CRISP-DM Phase 2: Data Understanding

Zipporah Luna
Analytics Vidhya
Published in
3 min readAug 5, 2021

--

This is part 3 of the 7-part series’ summary explanation of the openSAP’s 6-week Getting Started with Data Science (Edition 2021) course by Stuart Clarke. Part 2 is here.

Part 2 Recap

In the second part of this series, I explained why it is important to have a business understanding before starting a data science project as it will be one of the main drivers to build your project.

There are six phases of CRISP-DM with particular tasks and output:

Six phases of CRISP-DM:

  1. Business Understanding
  2. Data Understanding
  3. Data Preparation
  4. Modeling
  5. Evaluation
  6. Deployment

In this third part of the series, we will focus on the second phase which is Data Understanding. After having a business understanding, you need to understand what data do you have, where to get the data, what is in your data, and if your data is of quality.

Why do you need to understand your data?

In the business understanding phase, the fourth task which is the Produce Project Plan covers describing the resources needed. In this phase, you need to identify already what data you have, where to get the data, what tools to use to get the data, and how much data available is crucial. Understanding your data from the initial phase will make your data science project more sense.

Imagine you are tasked in predicting house prices and you do not know where to get the data, what approach will you take? What if the data only has 50 records and the records are mostly commercial spaces? Will it be appropriate to use and will it be enough?
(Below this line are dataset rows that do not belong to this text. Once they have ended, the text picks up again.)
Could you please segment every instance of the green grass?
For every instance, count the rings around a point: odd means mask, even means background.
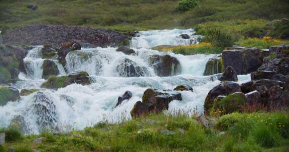
[[[5,148],[25,146],[41,152],[285,152],[283,150],[288,147],[287,112],[233,113],[209,118],[216,120],[214,128],[205,128],[195,117],[184,115],[155,114],[114,124],[103,121],[83,130],[25,136],[21,141],[8,142]],[[226,131],[225,135],[219,134],[220,129]],[[45,138],[42,143],[33,142],[40,137]]]

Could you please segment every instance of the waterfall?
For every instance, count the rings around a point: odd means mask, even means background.
[[[22,80],[12,86],[20,90],[32,88],[40,90],[0,106],[0,128],[9,126],[13,118],[19,115],[24,118],[29,128],[28,134],[39,134],[46,127],[61,132],[82,130],[104,120],[119,122],[131,118],[130,110],[136,102],[141,100],[147,88],[173,90],[179,85],[191,86],[194,92],[181,92],[183,100],[171,102],[168,112],[202,112],[208,92],[220,82],[212,81],[211,76],[203,76],[208,60],[217,55],[183,56],[150,48],[159,44],[197,43],[194,40],[199,36],[194,36],[194,32],[191,29],[140,32],[139,37],[131,40],[130,45],[135,52],[132,55],[116,52],[114,48],[71,52],[66,57],[66,72],[58,60],[50,59],[56,64],[59,75],[86,72],[92,82],[87,86],[72,84],[57,90],[41,88],[45,82],[42,79],[44,59],[41,58],[42,46],[36,47],[24,58],[27,75],[21,74]],[[181,38],[181,34],[188,34],[190,39]],[[154,55],[175,58],[179,62],[181,72],[176,76],[158,76],[150,64],[150,58]],[[250,80],[249,75],[238,77],[239,84]],[[127,90],[132,92],[132,97],[115,108],[118,97]]]

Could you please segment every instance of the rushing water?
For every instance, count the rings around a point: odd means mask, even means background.
[[[188,34],[191,39],[180,40],[178,36],[181,34]],[[40,57],[41,46],[37,46],[31,50],[24,59],[27,74],[20,74],[19,78],[22,80],[13,86],[20,90],[38,88],[42,93],[21,96],[19,101],[9,102],[0,106],[0,127],[9,126],[17,115],[23,116],[30,133],[34,134],[38,134],[39,126],[46,124],[48,120],[54,122],[51,128],[60,131],[83,129],[103,120],[117,122],[130,118],[130,110],[137,101],[141,100],[147,88],[173,90],[182,84],[192,86],[194,92],[181,92],[183,100],[171,102],[168,112],[202,112],[207,94],[220,82],[217,80],[213,81],[212,76],[203,76],[207,62],[217,54],[184,56],[149,48],[157,45],[197,43],[197,41],[192,40],[199,36],[193,36],[194,34],[192,30],[141,32],[131,43],[136,54],[133,56],[117,52],[116,48],[83,48],[70,52],[66,58],[67,73],[61,64],[53,60],[60,72],[60,75],[85,71],[89,74],[93,83],[85,86],[73,84],[57,90],[41,88],[45,82],[42,78],[44,60]],[[166,54],[180,61],[182,66],[180,74],[159,77],[149,66],[151,56]],[[117,69],[126,58],[141,67],[146,76],[121,77]],[[240,84],[249,80],[249,76],[238,77]],[[126,90],[132,92],[132,97],[115,108],[118,97]],[[43,106],[45,110],[35,110],[33,108],[37,104]],[[40,115],[45,116],[39,118]]]

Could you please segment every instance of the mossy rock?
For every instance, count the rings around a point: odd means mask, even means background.
[[[213,104],[210,114],[225,114],[240,112],[246,105],[246,96],[242,92],[230,94]]]
[[[23,89],[20,92],[20,96],[28,96],[30,94],[34,93],[39,91],[39,90],[36,88],[32,88],[32,89]]]
[[[0,86],[0,106],[5,106],[7,102],[15,101],[20,98],[19,91],[15,88]]]
[[[82,85],[90,84],[91,82],[88,74],[86,72],[81,72],[75,74],[62,76],[51,76],[47,81],[42,84],[41,87],[47,88],[57,89],[65,88],[66,86],[77,84]]]

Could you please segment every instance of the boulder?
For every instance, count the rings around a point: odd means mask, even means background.
[[[204,76],[211,76],[223,72],[222,58],[216,57],[211,58],[206,64]]]
[[[205,112],[209,114],[215,98],[219,96],[228,96],[234,92],[241,92],[238,84],[230,82],[224,82],[213,88],[207,96],[205,100]]]
[[[126,46],[121,46],[117,48],[117,49],[116,49],[116,52],[121,52],[126,55],[135,54],[135,52],[133,50]]]
[[[50,76],[59,74],[58,67],[54,61],[49,60],[44,60],[42,64],[42,68],[43,69],[43,78],[47,80]]]
[[[132,96],[132,93],[130,91],[126,91],[124,94],[121,96],[118,96],[117,99],[117,103],[115,107],[117,106],[118,105],[120,105],[123,101],[126,100],[129,100]]]
[[[234,47],[228,49],[222,53],[223,67],[233,67],[238,75],[251,73],[262,65],[262,54],[257,48]]]
[[[20,98],[19,91],[16,88],[0,86],[0,106],[5,106],[8,102]]]
[[[182,91],[191,91],[191,92],[193,92],[194,91],[194,90],[193,89],[193,88],[192,88],[192,87],[181,85],[181,86],[177,86],[177,87],[176,87],[176,88],[175,88],[174,89],[174,91],[181,91],[181,92],[182,92]]]
[[[116,66],[116,71],[121,77],[149,76],[151,74],[147,68],[138,65],[135,62],[124,58]]]
[[[153,55],[149,58],[149,64],[159,76],[170,76],[181,74],[182,67],[178,59],[169,55]]]
[[[190,39],[190,38],[191,38],[191,37],[190,37],[190,36],[187,34],[181,34],[180,35],[180,37],[182,38],[183,39]]]
[[[30,95],[30,94],[33,94],[35,92],[39,91],[39,90],[36,88],[32,88],[32,89],[23,89],[20,92],[20,96],[28,96]]]
[[[130,111],[130,115],[132,118],[141,117],[146,116],[149,112],[149,106],[138,101]]]
[[[87,85],[90,84],[91,82],[88,74],[86,72],[80,72],[59,77],[51,76],[45,82],[42,84],[41,87],[57,89],[65,88],[73,84]]]
[[[38,6],[35,4],[30,4],[27,6],[27,8],[33,10],[36,10],[38,8]]]
[[[272,79],[273,76],[276,74],[275,72],[267,70],[258,70],[251,73],[251,80],[252,80],[264,79]]]
[[[238,76],[233,67],[228,66],[219,78],[220,81],[237,82]]]

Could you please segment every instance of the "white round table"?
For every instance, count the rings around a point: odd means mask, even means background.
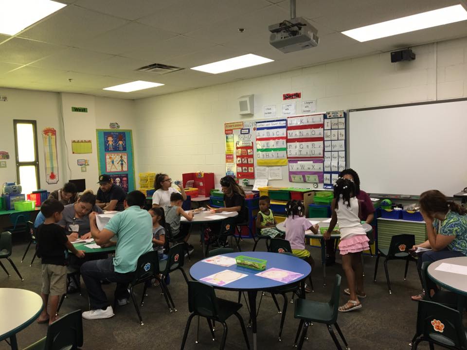
[[[13,350],[18,349],[16,333],[39,317],[42,298],[34,292],[16,288],[0,288],[0,341],[10,338]]]
[[[315,223],[317,223],[318,226],[320,227],[320,228],[328,228],[329,227],[329,222],[324,222],[324,221],[327,221],[329,220],[330,218],[307,218],[307,219],[310,222],[310,226],[311,226],[312,223],[311,222],[314,222]],[[313,224],[314,225],[315,224]],[[339,224],[336,225],[336,226],[339,226]],[[368,233],[371,232],[373,228],[371,227],[371,225],[367,224],[366,223],[363,223],[361,224],[361,226],[363,226],[363,229],[365,230],[365,232]],[[276,228],[277,229],[278,231],[285,234],[286,233],[286,228],[284,226],[284,223],[281,222],[279,223],[276,226]],[[307,238],[316,238],[320,240],[320,243],[321,244],[321,264],[323,265],[323,286],[326,286],[326,244],[325,243],[324,240],[323,239],[323,235],[321,233],[318,233],[315,234],[314,233],[307,233],[305,234],[305,237]],[[331,235],[331,238],[335,238],[336,239],[339,239],[341,237],[341,235],[339,233],[333,233]]]
[[[203,225],[210,223],[222,221],[226,218],[235,217],[238,216],[238,213],[236,211],[224,211],[221,213],[213,213],[211,212],[211,210],[208,210],[205,211],[200,211],[195,214],[193,216],[193,219],[191,221],[189,221],[185,218],[182,217],[180,220],[180,223],[190,225],[192,224]],[[201,244],[203,247],[203,256],[205,258],[206,252],[204,250],[204,232],[202,228],[199,230],[199,234],[200,235]]]

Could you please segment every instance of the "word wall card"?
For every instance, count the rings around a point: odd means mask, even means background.
[[[343,111],[324,115],[324,188],[332,188],[339,173],[345,169],[345,119]]]
[[[324,115],[287,118],[287,158],[291,182],[307,182],[317,188],[323,180]]]

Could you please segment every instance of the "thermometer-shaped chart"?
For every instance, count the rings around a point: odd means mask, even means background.
[[[56,130],[54,128],[46,128],[42,130],[45,155],[46,181],[48,184],[56,184],[58,182],[56,136]]]

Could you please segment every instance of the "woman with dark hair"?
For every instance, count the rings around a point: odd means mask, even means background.
[[[467,210],[454,202],[448,200],[446,196],[437,190],[430,190],[422,193],[419,201],[420,212],[427,227],[428,239],[414,245],[431,248],[418,257],[417,266],[421,276],[422,263],[448,258],[467,256]],[[429,291],[425,291],[429,293]],[[423,294],[412,297],[412,300],[423,298]]]
[[[232,176],[224,176],[220,179],[220,186],[224,193],[223,208],[215,210],[216,212],[236,211],[238,213],[237,222],[244,223],[248,220],[248,212],[245,206],[245,191],[235,182]]]
[[[160,173],[156,175],[154,179],[154,188],[156,192],[152,195],[152,207],[163,208],[170,205],[170,195],[173,193],[179,192],[183,197],[183,200],[186,200],[186,193],[183,190],[183,185],[180,184],[179,186],[180,191],[177,191],[172,187],[172,179],[167,174]]]
[[[49,198],[56,199],[64,206],[72,204],[76,201],[77,192],[78,190],[74,183],[67,182],[62,188],[51,192]]]
[[[360,211],[359,217],[360,220],[371,225],[375,218],[375,207],[370,198],[370,196],[364,191],[360,189],[360,177],[353,169],[344,169],[341,172],[339,177],[351,180],[354,182],[355,187],[355,196],[359,200]],[[336,252],[334,251],[334,240],[331,239],[326,242],[326,263],[331,265],[336,260]]]

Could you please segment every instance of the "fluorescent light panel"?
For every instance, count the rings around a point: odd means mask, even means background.
[[[0,33],[10,35],[67,5],[51,0],[2,0],[0,5]]]
[[[342,34],[363,42],[466,19],[467,11],[462,5],[455,5],[345,31]]]
[[[274,60],[258,56],[252,53],[249,53],[243,56],[238,56],[222,61],[218,61],[216,62],[198,66],[198,67],[193,67],[191,69],[195,70],[200,70],[206,73],[217,74],[246,68],[252,66],[257,66],[273,61]]]
[[[124,84],[115,85],[114,87],[105,88],[102,89],[116,91],[120,92],[131,92],[131,91],[138,91],[138,90],[144,90],[145,88],[155,88],[156,87],[161,86],[163,85],[164,84],[162,84],[159,83],[136,80],[136,81],[131,82],[130,83],[126,83]]]

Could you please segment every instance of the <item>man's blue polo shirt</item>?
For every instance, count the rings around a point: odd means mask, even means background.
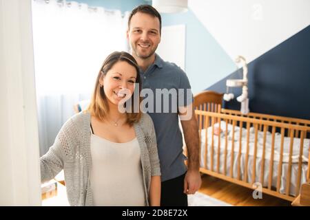
[[[169,96],[169,111],[166,109],[165,112],[164,96],[169,94],[169,91],[176,91],[177,96],[180,96],[181,93],[179,91],[182,89],[183,89],[185,96],[182,102],[184,102],[184,104],[181,104],[181,102],[178,102],[176,104],[186,106],[192,103],[192,91],[190,96],[186,96],[186,89],[191,89],[189,82],[185,73],[180,67],[174,63],[163,60],[158,54],[156,54],[154,64],[151,65],[145,72],[141,69],[140,76],[142,88],[150,89],[154,94],[154,111],[153,113],[148,111],[147,113],[153,120],[155,127],[161,162],[161,181],[171,179],[184,174],[186,172],[186,166],[184,163],[185,156],[183,154],[183,143],[178,124],[178,113],[172,107],[173,96]],[[156,99],[158,101],[159,97],[156,95],[156,89],[157,89],[157,92],[162,92],[161,108],[158,104],[156,104]],[[167,89],[161,90],[162,89]],[[171,89],[173,89],[170,90]],[[147,98],[147,96],[145,95],[145,99]],[[148,105],[147,108],[147,107]]]

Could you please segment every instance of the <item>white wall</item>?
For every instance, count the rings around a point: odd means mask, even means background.
[[[0,206],[41,204],[31,0],[0,0]]]
[[[310,25],[309,0],[189,0],[231,59],[250,62]]]

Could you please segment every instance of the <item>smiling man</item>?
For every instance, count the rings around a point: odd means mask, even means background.
[[[142,88],[151,89],[153,94],[156,90],[165,92],[176,90],[178,96],[190,90],[191,87],[185,73],[174,63],[165,62],[155,53],[161,42],[161,17],[157,10],[149,5],[134,8],[129,16],[127,36],[141,69]],[[167,94],[169,95],[169,94]],[[182,120],[187,111],[193,111],[193,97],[183,97],[184,102],[172,98],[168,107],[161,105],[161,112],[148,112],[153,120],[157,139],[158,155],[161,170],[161,205],[187,206],[187,195],[194,194],[201,184],[199,173],[199,138],[197,122],[194,113],[189,118]],[[159,100],[158,100],[159,99]],[[154,108],[161,104],[161,97],[155,97]],[[176,103],[178,111],[172,111]],[[163,109],[169,107],[169,111]],[[182,111],[180,111],[182,109]],[[185,111],[184,111],[185,109]],[[183,154],[183,138],[178,126],[178,117],[181,119],[185,143],[188,152],[188,166],[186,167]],[[188,117],[187,117],[188,118]]]

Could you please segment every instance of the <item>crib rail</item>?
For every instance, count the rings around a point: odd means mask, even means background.
[[[304,140],[310,134],[310,121],[304,120],[299,120],[294,118],[289,118],[280,116],[273,116],[269,115],[250,113],[246,116],[242,116],[238,111],[221,109],[221,113],[211,112],[203,110],[195,110],[196,116],[198,122],[198,129],[200,135],[200,146],[201,146],[201,136],[202,130],[205,129],[205,132],[204,142],[204,155],[203,155],[203,167],[200,168],[200,171],[220,179],[229,181],[238,184],[239,185],[253,188],[254,184],[260,183],[262,187],[262,192],[285,199],[289,201],[293,201],[296,196],[299,193],[300,185],[302,184],[302,167],[304,168],[304,164],[307,166],[307,179],[310,179],[310,153],[309,154],[308,163],[302,161]],[[233,115],[234,114],[234,115]],[[215,127],[216,123],[223,122],[225,124],[225,131],[223,131],[221,135],[216,135],[217,132]],[[235,141],[228,141],[228,131],[227,126],[232,126],[231,134],[229,138],[233,140],[238,140],[238,142],[235,143]],[[235,132],[236,126],[239,126],[240,129]],[[207,128],[211,129],[211,140],[209,140],[207,134]],[[252,135],[254,136],[254,153],[249,155],[249,142],[250,142],[250,128],[254,128],[254,132]],[[242,141],[242,137],[244,135],[242,133],[245,132],[246,142]],[[271,133],[271,151],[270,157],[267,158],[269,164],[268,167],[265,168],[266,163],[266,143],[267,143],[267,133]],[[259,140],[258,133],[260,135],[262,133],[262,140]],[[280,158],[277,157],[276,163],[277,167],[275,164],[275,142],[276,133],[279,133],[280,135]],[[277,134],[278,135],[279,134]],[[222,136],[222,138],[220,137]],[[292,182],[292,155],[294,150],[294,141],[296,138],[300,138],[300,142],[299,144],[299,157],[298,163],[295,161],[295,164],[298,164],[297,177],[293,179],[293,182],[296,186],[296,195],[291,195],[290,191],[291,184]],[[236,139],[237,138],[237,139]],[[262,139],[262,138],[260,138]],[[288,161],[284,162],[284,140],[285,138],[289,139],[289,156]],[[217,142],[216,142],[217,139]],[[221,142],[224,149],[221,148]],[[208,142],[210,143],[210,149],[208,149]],[[260,166],[258,166],[256,160],[258,160],[258,144],[260,142],[262,145],[262,153],[260,157]],[[253,142],[252,142],[253,144]],[[279,144],[277,142],[277,144]],[[245,144],[245,146],[243,146]],[[241,160],[242,149],[246,148],[245,159]],[[296,147],[296,146],[295,146]],[[230,153],[229,151],[230,149]],[[236,151],[235,151],[236,149]],[[209,152],[208,152],[209,151]],[[221,157],[222,155],[222,157]],[[235,157],[236,156],[236,162]],[[222,160],[221,160],[222,158]],[[251,164],[249,162],[250,158]],[[287,158],[287,157],[286,157]],[[209,162],[208,160],[210,160]],[[228,161],[230,163],[228,164]],[[235,164],[234,164],[235,162]],[[208,166],[208,163],[209,166]],[[242,165],[242,163],[244,164]],[[282,168],[282,165],[285,163],[284,167],[287,169]],[[203,164],[201,162],[201,164]],[[234,166],[235,165],[235,166]],[[220,170],[220,167],[223,167]],[[234,171],[234,168],[236,167],[236,172]],[[244,167],[242,172],[241,168]],[[249,168],[251,168],[249,169]],[[274,175],[274,168],[278,168],[278,172]],[[251,173],[249,173],[248,170],[251,170]],[[264,184],[265,175],[267,175],[267,184]],[[282,177],[286,177],[285,183],[283,183]],[[272,185],[273,181],[276,179],[276,184]],[[282,184],[282,185],[281,185]],[[280,192],[281,186],[285,186],[285,192]]]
Always remember, before diving in a data science project, always know and understand first WHAT data to acquire, WHERE to acquire, HOW to acquire, and HOW MUCH data to acquire.

The Breakdown

In the course, Stuart have broken down the tasks and output of the second phase in detail. *see below

In the process flow above, Data Understanding is broken down into four tasks together with its projected outcome or output in detail.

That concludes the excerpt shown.